This is a weekly post by Nidhal Guessoum (see his earlier posts here). Nidhal is an astrophysicist and Professor of Physics at American University of Sharjah and is the author of Islam's Quantum Question: Reconciling Muslim Tradition and Modern Science.
I would like to report on the recent creation of a new journal on “transdisciplinarity in science and engineering”, led by Prof. Basarab Nicolescu and Professor Vistrian Maties as the Editors in Chief. For full disclosure, I must note that I am one of the “area editors” of the journal, though this is certainly not the reason I am publicizing this new publication.
First, in case you’re confused between multidisciplinarity, interdisciplinarity, crossdisciplinarity, and transdisciplinarity, let me clarify the latter a bit, the term and concept being rather technical and largely unfamiliar to many among the educated public. I’ll leave aside the other terms, both because they are unrelated to our topic here and because they are more familiar to people and are closer to their intuitive understanding.

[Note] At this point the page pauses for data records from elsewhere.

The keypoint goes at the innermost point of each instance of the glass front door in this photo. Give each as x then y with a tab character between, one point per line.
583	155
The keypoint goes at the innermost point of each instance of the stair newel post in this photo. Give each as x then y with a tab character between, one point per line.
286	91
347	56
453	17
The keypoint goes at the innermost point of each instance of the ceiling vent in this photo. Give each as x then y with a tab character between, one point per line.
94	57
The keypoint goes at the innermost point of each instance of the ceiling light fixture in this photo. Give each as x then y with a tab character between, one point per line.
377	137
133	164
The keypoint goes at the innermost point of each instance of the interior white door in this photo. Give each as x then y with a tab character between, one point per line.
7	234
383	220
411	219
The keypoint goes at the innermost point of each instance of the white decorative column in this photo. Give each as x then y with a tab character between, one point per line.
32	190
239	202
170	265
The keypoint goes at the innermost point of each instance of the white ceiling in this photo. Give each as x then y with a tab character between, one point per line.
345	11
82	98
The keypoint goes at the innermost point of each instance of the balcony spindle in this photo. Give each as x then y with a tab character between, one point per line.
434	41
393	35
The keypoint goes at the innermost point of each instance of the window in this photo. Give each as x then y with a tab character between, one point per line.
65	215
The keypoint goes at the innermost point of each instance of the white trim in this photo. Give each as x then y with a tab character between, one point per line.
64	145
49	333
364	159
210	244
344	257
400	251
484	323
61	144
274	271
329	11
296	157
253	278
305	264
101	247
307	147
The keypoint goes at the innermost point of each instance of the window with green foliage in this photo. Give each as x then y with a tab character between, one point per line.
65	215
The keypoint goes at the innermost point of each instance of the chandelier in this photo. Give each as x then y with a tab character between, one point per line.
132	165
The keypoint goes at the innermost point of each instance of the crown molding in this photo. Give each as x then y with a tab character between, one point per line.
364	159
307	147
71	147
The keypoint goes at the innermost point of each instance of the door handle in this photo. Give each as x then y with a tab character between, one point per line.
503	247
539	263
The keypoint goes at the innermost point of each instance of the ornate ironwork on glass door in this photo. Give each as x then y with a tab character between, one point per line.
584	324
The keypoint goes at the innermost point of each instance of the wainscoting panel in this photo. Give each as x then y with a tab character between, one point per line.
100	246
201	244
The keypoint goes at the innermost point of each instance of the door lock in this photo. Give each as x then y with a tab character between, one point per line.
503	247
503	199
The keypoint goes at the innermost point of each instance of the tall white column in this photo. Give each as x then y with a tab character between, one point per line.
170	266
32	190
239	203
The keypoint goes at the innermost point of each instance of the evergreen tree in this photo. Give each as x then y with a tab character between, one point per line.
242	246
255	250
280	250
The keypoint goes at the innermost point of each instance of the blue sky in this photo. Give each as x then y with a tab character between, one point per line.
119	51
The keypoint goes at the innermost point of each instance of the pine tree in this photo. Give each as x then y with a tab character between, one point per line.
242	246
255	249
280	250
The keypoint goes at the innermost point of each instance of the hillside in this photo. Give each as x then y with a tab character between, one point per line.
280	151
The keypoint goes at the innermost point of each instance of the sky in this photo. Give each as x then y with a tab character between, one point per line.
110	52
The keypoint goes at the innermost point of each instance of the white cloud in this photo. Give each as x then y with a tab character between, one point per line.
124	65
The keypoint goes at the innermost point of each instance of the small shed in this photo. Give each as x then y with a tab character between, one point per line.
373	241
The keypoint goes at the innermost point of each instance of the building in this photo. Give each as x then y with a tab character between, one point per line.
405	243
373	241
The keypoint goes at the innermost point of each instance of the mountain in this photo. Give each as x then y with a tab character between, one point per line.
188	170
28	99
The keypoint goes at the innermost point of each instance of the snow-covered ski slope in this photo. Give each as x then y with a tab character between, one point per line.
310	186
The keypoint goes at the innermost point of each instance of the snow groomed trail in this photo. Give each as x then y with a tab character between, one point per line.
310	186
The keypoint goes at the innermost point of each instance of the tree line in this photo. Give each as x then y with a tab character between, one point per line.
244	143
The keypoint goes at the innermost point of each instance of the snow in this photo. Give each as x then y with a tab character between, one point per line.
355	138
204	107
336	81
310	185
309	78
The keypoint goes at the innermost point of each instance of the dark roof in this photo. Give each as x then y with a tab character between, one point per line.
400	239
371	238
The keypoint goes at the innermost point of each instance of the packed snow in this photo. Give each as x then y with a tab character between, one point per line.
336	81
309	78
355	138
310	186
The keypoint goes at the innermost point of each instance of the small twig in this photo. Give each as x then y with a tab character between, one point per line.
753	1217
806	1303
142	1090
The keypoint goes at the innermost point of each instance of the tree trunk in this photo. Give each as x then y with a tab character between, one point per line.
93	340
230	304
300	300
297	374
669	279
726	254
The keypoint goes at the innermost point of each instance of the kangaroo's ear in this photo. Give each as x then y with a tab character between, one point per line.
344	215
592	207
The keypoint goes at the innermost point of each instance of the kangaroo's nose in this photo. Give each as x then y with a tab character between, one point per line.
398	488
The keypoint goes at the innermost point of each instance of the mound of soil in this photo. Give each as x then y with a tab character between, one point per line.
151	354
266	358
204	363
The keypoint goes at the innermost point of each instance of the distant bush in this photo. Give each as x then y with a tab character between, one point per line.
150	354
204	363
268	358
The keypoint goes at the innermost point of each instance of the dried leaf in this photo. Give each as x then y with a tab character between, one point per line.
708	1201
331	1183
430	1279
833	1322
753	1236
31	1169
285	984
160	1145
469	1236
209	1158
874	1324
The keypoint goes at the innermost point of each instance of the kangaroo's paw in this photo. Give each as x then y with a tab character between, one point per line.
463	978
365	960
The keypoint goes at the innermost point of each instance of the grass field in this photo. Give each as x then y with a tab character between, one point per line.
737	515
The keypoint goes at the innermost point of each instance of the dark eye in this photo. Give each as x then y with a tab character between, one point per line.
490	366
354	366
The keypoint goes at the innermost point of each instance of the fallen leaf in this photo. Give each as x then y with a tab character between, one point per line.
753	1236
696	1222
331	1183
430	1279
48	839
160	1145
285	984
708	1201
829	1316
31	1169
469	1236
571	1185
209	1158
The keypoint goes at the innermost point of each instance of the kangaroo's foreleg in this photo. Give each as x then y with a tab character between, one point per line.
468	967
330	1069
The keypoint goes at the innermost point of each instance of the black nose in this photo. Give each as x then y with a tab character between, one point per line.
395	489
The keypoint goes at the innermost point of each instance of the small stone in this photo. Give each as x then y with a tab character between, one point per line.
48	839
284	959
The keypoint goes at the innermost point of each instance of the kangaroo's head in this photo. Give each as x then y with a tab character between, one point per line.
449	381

Transdisciplinarity, reportedly first used by Piaget, was largely brought into the scholarly discourse by Basarab Nicolescu and the International Center for Transdisciplinary Research (CIRET). In a general sense, it refers to areas of research and investigation that fall between specific fields (the prefix “trans” signifying an area between two large bodies, as in “trans-Atlantic”); those are often rich areas that have not been investigated properly as they do not fall under the methodologies of those well-defined bodies of research; they need to be looked at more holistically, and they deserve new approaches and paradigms. Examples of such areas include: areas of relevance to both science and art; areas of complexity between biology and consciousness; topics of science, sociology, and religion; engineering and social sciences; etc.
But Nicolescu has proposed a framework for addressing transdisciplinary questions (see his recent paper here). In his approach, transdisciplinarity rests on three principles forming its foundational methodology: 1) the world consists of multiple levels of reality; 2) adoption of a non-Aristotelian logic of “included middle”; 3) nature is intrinsically complex, and the science of complexity should be adopted and applied extensively.